In 2009, only 26.88 per cent of eligible voters between the ages of 18 and 24 voted. Those between the ages of 25 and 34 hit 33.69 per cent. The highest percentage of eligible voters who cast a ballot were between the ages of 65 and 74 with 71.53 per cent.

It is far too easy to say young people do not care about politics. Saying that young people are apathetic is not fair to the younger generation either. People need to be given a reason to get out and vote. Sure it is a democratic right, and in a perfect world everyone would see this as enough of a reason to cast their democratically earned ballot. But the reality is too many people do not see a difference in what they are being offered.

Politics is a game played by candidates who make many promises. But once a group gets into power there is a tendency to forget who voted them into their very important positions.  This is what I have heard from many people who debate whether the effort of learning about what is happening in an election is really worth it.

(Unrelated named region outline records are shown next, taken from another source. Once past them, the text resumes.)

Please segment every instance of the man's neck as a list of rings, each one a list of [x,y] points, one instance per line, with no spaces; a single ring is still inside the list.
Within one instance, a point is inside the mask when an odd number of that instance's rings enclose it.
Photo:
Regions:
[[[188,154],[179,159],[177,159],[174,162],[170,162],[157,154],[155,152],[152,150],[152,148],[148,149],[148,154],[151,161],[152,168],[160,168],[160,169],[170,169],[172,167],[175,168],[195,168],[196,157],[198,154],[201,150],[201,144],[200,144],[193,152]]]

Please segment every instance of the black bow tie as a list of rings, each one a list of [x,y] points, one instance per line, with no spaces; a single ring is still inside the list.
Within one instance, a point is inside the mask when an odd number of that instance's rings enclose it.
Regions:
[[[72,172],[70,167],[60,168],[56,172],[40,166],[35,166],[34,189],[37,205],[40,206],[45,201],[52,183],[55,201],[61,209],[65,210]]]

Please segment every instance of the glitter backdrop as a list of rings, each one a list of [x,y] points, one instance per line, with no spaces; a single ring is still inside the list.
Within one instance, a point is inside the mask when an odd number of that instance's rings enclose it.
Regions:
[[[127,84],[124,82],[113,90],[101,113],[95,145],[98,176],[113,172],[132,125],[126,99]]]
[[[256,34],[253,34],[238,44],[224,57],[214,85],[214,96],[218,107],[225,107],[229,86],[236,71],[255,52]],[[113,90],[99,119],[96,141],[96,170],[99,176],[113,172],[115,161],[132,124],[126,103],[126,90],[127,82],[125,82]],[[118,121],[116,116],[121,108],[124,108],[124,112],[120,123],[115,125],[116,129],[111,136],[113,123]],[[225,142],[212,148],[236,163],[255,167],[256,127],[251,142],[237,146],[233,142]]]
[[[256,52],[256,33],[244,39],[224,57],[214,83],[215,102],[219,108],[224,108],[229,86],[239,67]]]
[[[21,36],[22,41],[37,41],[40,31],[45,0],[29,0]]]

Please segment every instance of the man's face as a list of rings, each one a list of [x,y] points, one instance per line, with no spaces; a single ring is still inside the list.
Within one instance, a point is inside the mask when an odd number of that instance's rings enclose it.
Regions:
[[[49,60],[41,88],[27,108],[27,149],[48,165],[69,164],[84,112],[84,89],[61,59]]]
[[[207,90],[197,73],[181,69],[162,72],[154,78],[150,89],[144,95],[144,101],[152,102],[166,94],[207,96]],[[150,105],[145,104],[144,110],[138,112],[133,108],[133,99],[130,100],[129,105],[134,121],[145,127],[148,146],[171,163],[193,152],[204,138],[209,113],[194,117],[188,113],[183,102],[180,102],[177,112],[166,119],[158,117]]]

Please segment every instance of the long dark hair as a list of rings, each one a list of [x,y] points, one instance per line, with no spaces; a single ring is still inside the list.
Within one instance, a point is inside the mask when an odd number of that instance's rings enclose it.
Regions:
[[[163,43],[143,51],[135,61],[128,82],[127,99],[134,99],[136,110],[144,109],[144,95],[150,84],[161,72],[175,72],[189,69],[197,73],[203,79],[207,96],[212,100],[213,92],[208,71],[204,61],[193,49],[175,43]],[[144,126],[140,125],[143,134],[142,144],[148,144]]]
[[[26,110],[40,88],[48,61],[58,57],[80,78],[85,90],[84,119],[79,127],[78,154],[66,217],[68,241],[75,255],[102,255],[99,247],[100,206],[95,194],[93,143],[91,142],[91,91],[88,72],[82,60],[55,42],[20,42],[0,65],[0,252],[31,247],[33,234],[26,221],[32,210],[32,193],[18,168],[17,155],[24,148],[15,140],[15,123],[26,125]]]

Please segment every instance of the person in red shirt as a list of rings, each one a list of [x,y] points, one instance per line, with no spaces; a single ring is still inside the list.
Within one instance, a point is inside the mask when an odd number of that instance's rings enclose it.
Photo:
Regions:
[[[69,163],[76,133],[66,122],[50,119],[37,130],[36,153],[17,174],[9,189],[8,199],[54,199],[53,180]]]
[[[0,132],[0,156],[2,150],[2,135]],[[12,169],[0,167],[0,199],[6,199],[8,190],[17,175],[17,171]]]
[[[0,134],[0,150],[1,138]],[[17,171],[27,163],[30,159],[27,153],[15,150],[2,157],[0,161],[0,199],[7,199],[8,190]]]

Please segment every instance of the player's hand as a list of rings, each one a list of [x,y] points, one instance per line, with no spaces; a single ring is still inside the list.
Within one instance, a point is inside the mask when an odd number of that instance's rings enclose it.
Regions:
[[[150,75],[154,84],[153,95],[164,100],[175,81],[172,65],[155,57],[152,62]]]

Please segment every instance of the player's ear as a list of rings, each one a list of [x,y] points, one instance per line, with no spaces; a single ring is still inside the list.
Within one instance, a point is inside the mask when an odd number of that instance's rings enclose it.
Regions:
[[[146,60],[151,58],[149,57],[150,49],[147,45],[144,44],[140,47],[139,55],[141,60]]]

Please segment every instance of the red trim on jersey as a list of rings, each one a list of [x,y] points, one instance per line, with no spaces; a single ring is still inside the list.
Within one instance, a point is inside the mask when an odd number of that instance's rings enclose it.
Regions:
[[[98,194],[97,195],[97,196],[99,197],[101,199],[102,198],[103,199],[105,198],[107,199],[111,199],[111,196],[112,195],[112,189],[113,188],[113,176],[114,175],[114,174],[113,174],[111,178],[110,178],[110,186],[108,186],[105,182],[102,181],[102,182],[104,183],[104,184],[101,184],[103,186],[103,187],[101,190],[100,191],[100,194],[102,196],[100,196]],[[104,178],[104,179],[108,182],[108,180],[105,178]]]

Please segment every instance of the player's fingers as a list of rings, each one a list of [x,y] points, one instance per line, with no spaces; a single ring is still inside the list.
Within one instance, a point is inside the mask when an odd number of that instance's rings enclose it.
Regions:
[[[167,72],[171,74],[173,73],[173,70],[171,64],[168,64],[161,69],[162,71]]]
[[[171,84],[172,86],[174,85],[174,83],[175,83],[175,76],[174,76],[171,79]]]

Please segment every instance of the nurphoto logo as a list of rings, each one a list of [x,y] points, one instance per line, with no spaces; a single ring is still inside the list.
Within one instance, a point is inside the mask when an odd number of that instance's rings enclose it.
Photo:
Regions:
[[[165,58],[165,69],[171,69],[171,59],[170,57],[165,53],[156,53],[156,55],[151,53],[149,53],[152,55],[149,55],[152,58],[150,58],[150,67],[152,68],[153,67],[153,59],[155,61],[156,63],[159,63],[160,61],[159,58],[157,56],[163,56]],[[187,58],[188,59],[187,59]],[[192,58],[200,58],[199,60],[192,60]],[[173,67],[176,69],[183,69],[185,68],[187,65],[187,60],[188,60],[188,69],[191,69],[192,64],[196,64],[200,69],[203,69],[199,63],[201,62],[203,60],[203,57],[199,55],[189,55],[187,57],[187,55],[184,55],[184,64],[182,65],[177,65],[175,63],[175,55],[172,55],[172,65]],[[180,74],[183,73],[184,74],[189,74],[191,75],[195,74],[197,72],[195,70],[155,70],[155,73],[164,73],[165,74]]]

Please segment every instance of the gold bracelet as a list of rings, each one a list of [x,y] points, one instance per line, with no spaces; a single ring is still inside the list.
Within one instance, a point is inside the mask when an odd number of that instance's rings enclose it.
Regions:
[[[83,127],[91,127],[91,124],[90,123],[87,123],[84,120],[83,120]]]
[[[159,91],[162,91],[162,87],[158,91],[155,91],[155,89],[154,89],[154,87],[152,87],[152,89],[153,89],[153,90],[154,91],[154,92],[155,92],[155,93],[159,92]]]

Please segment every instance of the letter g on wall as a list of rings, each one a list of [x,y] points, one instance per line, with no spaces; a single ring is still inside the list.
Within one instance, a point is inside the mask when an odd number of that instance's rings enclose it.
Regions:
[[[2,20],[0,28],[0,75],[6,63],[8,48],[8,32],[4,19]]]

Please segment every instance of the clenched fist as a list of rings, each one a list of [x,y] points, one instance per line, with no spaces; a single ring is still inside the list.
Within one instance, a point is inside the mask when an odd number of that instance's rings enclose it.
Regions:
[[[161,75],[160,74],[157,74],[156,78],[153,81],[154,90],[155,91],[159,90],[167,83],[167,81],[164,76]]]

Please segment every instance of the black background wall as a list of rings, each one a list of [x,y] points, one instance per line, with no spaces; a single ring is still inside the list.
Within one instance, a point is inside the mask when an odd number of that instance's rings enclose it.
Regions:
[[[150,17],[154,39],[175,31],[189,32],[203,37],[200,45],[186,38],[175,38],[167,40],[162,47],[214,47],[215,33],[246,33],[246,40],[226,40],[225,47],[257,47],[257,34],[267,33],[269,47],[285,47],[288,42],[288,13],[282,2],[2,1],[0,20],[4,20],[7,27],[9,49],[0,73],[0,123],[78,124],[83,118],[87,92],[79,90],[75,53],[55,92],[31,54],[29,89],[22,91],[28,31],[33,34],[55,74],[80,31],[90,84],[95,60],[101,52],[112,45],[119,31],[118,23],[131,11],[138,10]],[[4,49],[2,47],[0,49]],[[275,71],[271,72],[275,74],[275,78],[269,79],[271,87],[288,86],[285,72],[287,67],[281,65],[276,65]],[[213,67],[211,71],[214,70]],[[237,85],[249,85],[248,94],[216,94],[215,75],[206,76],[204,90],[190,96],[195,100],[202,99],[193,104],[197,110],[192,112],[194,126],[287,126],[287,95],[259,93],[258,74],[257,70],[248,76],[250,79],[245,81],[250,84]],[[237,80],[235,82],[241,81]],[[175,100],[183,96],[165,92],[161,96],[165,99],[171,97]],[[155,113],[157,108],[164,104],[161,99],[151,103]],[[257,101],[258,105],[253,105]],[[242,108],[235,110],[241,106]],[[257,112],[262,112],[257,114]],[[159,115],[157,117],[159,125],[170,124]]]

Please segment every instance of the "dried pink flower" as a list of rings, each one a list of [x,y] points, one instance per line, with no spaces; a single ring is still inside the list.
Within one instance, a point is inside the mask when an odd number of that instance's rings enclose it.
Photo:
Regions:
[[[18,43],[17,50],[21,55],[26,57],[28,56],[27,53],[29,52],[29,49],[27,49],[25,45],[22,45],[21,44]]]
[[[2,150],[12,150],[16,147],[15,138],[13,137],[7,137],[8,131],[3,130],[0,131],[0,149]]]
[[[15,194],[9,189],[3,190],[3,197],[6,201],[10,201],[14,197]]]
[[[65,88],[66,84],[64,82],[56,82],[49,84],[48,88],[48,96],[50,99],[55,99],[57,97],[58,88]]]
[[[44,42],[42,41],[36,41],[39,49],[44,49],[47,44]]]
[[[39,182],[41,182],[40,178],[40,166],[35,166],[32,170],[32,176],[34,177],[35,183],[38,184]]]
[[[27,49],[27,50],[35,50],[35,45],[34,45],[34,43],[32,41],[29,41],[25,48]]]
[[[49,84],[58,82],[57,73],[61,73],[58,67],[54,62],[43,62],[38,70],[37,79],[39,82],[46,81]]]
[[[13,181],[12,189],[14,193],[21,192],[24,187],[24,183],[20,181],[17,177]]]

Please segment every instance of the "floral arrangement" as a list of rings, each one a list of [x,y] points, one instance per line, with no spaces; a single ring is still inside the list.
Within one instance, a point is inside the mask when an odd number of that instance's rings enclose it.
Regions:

In B.C., residents have stepped up over the past few years to have their voices heard. They have come together to change policies they did not like. This kind of passion is what needs to be found again if there is any hope of getting more people out to vote in this election.

It does not matter who you vote for on any election day, but you should always vote for one simple reason. The people elected are the policy makers who will affect your lives for the near future. They will decide what will be taxed and what work gets completed in the province. They will be your voice, provincially, nationally and internationally moving forward.

The people in Golden showed, at the recently held all candidates meeting, that they can be political on many different issues. Many people stepped up to the microphone to ask challenging questions to the current batch of Columbia River-Revelstoke MLA hopefuls. They talked about many of the important issues that are vital to the  future of Golden.

Hopefully this momentum carries on to election day and the tide begins to change on how many votes are cast.